Flow control in threading.Thread


I Have run into a few examples of managing threads with the threading module (using Python 2.6).

What I am trying to understand is how is this example calling the "run" method and where. I do not see it anywhere. The ThreadUrl class gets instantiated in the main() function as "t" and this is where I would normally expect the code to start the "run" method.

Maybe this is not the preferred way of working with threads?

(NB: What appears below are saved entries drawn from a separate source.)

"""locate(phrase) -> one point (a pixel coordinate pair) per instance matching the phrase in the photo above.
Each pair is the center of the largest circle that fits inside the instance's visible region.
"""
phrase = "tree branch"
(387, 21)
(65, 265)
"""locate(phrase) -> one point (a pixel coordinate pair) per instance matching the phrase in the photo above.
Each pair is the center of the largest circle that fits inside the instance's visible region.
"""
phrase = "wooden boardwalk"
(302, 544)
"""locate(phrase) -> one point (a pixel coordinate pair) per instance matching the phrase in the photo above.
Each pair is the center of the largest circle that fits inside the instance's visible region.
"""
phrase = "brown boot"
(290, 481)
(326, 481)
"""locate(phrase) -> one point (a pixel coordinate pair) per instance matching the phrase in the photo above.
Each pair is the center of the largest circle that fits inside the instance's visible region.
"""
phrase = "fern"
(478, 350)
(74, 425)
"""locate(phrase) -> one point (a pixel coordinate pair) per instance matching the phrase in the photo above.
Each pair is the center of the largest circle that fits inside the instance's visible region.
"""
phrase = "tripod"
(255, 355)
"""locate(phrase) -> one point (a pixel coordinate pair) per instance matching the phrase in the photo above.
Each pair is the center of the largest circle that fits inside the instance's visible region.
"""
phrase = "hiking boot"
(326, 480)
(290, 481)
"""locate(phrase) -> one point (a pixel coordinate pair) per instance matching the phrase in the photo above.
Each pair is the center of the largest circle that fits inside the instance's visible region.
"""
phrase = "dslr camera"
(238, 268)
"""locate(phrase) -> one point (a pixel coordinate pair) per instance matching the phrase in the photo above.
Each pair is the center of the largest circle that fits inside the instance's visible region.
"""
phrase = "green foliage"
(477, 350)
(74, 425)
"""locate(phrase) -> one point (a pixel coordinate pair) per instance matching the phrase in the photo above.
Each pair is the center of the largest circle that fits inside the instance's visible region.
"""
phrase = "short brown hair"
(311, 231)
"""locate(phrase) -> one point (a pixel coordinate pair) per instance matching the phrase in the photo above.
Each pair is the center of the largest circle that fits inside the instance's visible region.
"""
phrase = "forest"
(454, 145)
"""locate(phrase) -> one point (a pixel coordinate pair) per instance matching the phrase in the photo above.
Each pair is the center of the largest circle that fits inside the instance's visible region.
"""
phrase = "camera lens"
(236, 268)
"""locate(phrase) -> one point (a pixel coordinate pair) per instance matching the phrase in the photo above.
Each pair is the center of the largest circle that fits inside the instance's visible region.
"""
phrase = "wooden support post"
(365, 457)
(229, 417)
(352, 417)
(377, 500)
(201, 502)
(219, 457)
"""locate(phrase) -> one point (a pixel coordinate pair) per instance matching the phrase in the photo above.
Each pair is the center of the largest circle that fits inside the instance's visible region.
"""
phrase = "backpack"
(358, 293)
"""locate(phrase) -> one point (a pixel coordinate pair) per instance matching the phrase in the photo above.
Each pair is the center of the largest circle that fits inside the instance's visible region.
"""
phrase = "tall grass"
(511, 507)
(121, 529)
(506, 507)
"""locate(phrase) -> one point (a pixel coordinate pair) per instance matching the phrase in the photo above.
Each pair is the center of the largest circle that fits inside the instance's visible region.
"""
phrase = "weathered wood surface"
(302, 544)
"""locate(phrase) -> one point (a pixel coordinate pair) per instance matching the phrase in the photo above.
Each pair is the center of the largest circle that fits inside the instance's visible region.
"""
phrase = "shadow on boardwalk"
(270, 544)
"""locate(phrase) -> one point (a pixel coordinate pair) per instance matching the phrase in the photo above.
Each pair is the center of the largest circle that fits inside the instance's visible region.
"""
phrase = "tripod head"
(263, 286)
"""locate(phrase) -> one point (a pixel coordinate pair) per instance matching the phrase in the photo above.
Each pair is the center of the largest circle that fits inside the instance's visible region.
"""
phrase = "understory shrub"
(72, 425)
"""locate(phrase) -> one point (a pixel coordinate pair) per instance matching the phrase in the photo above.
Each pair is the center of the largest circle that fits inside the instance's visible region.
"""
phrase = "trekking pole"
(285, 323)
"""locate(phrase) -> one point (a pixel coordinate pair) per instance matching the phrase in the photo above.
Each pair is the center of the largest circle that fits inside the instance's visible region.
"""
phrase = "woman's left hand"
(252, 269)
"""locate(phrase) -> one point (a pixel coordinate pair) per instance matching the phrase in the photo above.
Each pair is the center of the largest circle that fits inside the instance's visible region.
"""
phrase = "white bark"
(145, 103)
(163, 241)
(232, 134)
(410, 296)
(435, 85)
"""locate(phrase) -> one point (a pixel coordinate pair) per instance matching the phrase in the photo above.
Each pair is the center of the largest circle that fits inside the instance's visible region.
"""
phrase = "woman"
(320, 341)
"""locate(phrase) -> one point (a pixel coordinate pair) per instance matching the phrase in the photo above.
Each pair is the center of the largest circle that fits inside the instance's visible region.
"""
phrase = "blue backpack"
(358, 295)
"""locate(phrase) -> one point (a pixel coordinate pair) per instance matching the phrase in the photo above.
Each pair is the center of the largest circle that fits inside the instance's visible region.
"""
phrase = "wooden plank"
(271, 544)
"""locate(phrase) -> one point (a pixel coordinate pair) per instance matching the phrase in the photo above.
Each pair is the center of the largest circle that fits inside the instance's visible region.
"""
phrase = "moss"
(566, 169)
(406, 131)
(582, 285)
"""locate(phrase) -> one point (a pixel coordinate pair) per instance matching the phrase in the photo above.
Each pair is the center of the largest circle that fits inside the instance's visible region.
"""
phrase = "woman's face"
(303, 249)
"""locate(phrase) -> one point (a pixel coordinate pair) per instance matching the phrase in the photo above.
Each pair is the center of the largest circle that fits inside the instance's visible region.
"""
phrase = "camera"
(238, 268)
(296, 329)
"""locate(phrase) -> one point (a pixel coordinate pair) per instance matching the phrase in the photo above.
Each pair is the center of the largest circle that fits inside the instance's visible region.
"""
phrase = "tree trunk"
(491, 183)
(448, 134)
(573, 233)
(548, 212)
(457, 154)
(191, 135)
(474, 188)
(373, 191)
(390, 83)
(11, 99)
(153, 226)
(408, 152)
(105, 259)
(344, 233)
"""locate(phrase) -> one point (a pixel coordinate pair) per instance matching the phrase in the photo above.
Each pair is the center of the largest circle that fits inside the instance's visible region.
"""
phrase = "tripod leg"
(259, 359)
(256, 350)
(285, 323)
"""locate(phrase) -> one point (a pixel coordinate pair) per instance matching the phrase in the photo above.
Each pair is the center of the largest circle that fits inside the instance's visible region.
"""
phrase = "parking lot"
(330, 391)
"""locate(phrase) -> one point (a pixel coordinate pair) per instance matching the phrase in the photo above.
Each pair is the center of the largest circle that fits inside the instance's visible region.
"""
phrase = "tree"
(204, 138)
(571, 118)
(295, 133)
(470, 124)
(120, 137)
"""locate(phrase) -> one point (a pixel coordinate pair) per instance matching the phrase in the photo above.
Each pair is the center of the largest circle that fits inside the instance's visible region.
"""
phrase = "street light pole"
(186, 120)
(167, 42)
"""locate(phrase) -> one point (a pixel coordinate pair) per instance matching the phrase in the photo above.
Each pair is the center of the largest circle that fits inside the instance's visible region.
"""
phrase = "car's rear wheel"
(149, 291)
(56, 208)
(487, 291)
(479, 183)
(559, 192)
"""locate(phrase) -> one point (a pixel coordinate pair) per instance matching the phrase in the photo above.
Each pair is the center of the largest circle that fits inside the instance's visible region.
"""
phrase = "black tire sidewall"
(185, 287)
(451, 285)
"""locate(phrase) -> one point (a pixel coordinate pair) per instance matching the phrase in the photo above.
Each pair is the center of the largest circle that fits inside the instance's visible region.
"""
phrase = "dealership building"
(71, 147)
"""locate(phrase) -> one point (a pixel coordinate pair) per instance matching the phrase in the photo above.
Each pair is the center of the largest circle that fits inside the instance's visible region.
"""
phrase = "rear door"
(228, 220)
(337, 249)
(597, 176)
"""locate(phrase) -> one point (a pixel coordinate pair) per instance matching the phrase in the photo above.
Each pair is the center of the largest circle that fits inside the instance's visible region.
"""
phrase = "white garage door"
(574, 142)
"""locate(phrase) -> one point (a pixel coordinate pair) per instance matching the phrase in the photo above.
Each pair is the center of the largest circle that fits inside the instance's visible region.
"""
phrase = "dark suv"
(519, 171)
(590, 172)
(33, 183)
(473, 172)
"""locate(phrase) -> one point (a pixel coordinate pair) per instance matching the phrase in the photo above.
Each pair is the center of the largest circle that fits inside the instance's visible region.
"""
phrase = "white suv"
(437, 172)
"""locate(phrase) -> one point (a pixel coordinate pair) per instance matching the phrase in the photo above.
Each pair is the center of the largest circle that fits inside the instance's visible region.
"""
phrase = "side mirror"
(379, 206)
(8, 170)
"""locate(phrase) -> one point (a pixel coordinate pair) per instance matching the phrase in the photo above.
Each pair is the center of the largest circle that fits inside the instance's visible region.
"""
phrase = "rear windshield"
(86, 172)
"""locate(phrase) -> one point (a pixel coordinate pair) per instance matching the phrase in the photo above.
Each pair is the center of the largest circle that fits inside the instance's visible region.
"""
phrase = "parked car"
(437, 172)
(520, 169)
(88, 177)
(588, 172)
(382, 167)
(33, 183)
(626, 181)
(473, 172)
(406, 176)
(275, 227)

Please enlighten me:

#!/usr/bin/env python

import Queue
import time
import urllib2
import threading
import datetime

hosts = ["http://example.com/", "http://www.google.com"]

queue = Queue.Queue()

class ThreadUrl(threading.Thread):
    """Threaded Url Grab"""
    def __init__(self, queue):
            threading.Thread.__init__(self)
            self.queue = queue

    def run(self):
            while True:
                    #grabs host from queue
                    host = self.queue.get()

                    #grabs urls of hosts and prints first 1024 bytes of page
                    url = urllib2.urlopen(host)
                    print url.read(10)

                    #signals to queue job is done
                    self.queue.task_done()

start = time.time()

def main():

    #spawn a pool of threads, and pass them queue instance
    for i in range(1):
            t = ThreadUrl(queue)
            t.setDaemon(True)
            t.start()

            for host in hosts:
                    queue.put(host)

    queue.join()
main()
print "Elapsed time: %s" % (time.time() - start)

Solution

  • Per the pydoc:

    Thread.start()

    Start the thread’s activity.

    It must be called at most once per thread object. It arranges for the object’s run() method to be invoked in a separate thread of control.

    This method will raise a RuntimeException if called more than once on the same thread object.

    The way to think of python Thread objects is that they take some chunk of python code that is written synchronously (either in the run method or via the target argument) and wrap it up in C code that knows how to make it run asynchronously. The beauty of this is that you get to treat start like an opaque method: you don't have any business overriding it unless you're rewriting the class in C, but you get to treat run very concretely. This can be useful if, for example, you want to test your thread's logic synchronously. All you need is to call t.run() and it will execute just as any other method would.